Presque tous les entrepreneurs sud-africains sont optimistes quant à l’avenir : 98 % d’entre eux s’attendent à ce que le contexte général de l’expansion internationale devienne plus favorable au cours des prochaines années. Un peu moins des deux tiers (63 %) ont déclaré qu’il s’agissait d’une démarche facile à mettre en œuvre dans le contexte géopolitique et économique actuel.

Selon vous, quelle est la principale opportunité pour vos activités à l'étranger ?

Plus de la moitié (51 %) cherchaient avant tout à accéder aux technologies numériques et à l’innovation en s’internationalisant (ce qui représente une hausse significative par rapport aux 41 % enregistrés en 2024), juste derrière les opportunités de croissance du marché (qui restent la principale motivation avec 54 %, bien qu’elles aient reculé par rapport aux 67 % d’il y a deux ans). À l’avenir, l’adoption de technologies de pointe constitue la principale opportunité pour leurs activités à l’étranger (selon 64 % d’entre eux), tandis que l’IA a eu un impact significatif sur la stratégie d’expansion internationale de 77 % d’entre eux.
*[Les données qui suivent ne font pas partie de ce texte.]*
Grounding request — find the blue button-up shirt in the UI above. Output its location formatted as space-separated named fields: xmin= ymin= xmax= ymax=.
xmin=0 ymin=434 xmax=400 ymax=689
Lors de leur expansion à l’international, les principaux défis auxquels les entrepreneurs ont été confrontés concernaient la logistique et la chaîne d’approvisionnement (38 %) ainsi que la gestion de la réglementation fiscale internationale (également 38 %).

À l’avenir, la volatilité des devises est considérée comme la menace la plus importante pour les activités à l’étranger (40 %), suivie par la hausse des coûts liée aux droits de douane (37 %), l’intensification de la concurrence des entreprises locales (35 %) et les perturbations de la chaîne d’approvisionnement (35 %).
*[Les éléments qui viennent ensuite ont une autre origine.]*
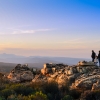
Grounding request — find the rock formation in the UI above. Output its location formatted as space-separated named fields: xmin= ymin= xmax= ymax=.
xmin=32 ymin=61 xmax=100 ymax=90
xmin=7 ymin=64 xmax=33 ymax=82
xmin=8 ymin=61 xmax=100 ymax=90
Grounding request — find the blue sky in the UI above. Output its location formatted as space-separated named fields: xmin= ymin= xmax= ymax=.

Pour les entrepreneurs d’ici, le principal défi pour préserver la culture d’entreprise lors d’une expansion à l’étranger réside dans l’adaptation des valeurs de l’entreprise aux normes et coutumes locales (44 % l’ont indiqué, un chiffre supérieur à la moyenne mondiale de 30 %). Viennent ensuite la conciliation des normes mondiales avec la flexibilité locale et la communication cohérente de la culture d’entreprise d’un pays à l’autre (respectivement 42 % et 37 %).